1. Ikut Ayah ke kampung Paman

5 0 0
                                    

Pada suatu hari di pagi yang cerah, nampak 2 orang pria sedang bercakap -cakap di ruang keluarga di sebuah rumah sederhana yang memiliki fasilitas apa adanya itu.

"Ayolah Dit, nggak usah banyak berfikir, hasilnya lumayan besar lo, pastilah sangat bermanfaat untukmu dan juga keluargamu."salah seorang dari mereka memulai percakapan

"Itu kan kalau berhasil kak, kalau enggak gimana?" jawab seorang lainnya sambil menggaruk kepalanya yang sebenarnya tak gatal.

Nampaknya mereka berdua ini adalah kakak beradik.

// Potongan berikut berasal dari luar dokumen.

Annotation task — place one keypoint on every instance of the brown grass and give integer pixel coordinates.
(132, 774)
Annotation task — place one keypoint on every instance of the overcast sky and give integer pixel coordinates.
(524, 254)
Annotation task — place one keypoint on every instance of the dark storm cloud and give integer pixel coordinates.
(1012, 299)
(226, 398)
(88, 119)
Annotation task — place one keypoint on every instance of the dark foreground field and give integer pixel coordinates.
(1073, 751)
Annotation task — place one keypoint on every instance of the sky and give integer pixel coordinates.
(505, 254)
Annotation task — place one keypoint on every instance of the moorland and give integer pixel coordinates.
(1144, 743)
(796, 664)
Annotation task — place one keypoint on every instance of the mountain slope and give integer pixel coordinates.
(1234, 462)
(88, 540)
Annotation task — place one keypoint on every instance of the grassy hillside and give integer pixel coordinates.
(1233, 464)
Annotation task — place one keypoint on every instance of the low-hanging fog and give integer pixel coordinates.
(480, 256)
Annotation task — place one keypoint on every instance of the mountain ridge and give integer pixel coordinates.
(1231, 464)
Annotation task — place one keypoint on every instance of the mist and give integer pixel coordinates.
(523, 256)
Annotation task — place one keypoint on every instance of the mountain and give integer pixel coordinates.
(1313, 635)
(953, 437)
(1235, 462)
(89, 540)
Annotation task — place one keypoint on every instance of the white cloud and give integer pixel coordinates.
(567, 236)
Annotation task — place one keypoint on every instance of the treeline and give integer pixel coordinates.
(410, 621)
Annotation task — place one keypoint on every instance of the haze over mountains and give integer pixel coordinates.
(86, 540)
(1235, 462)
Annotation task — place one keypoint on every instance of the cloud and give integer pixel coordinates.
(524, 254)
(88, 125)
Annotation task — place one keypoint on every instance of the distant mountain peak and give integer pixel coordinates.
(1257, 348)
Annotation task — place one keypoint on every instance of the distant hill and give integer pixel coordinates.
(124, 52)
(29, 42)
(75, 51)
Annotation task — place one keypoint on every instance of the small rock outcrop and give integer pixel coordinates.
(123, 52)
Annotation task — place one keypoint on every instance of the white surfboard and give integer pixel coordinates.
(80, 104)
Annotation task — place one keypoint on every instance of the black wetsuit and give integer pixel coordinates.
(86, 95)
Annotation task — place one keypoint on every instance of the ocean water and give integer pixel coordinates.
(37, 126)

"Ya ampun Dit, kamu kok jadi pesimis gini sih, kamu itu harus selalu yakin dengan kemampuanmu, gimana mau maju belum mencoba aja kamu udah nyerah, kakak yakin kamu pasti bisa, lagian dari dulu kan kamu memang ahli dalam pekerjaan ini."

"Bukan begitu kak, tapi..."

"Udah - udah, kakak nggak mau dengar tapi - tapian lagi, kamu itu harus bangkit, harus semangat, ingat! Kamu punya tiga orang anak, punya keluarga yang harus kamu hidupi, apa kamu nggak pengen melihat mereka hidup jauh lebih baik?"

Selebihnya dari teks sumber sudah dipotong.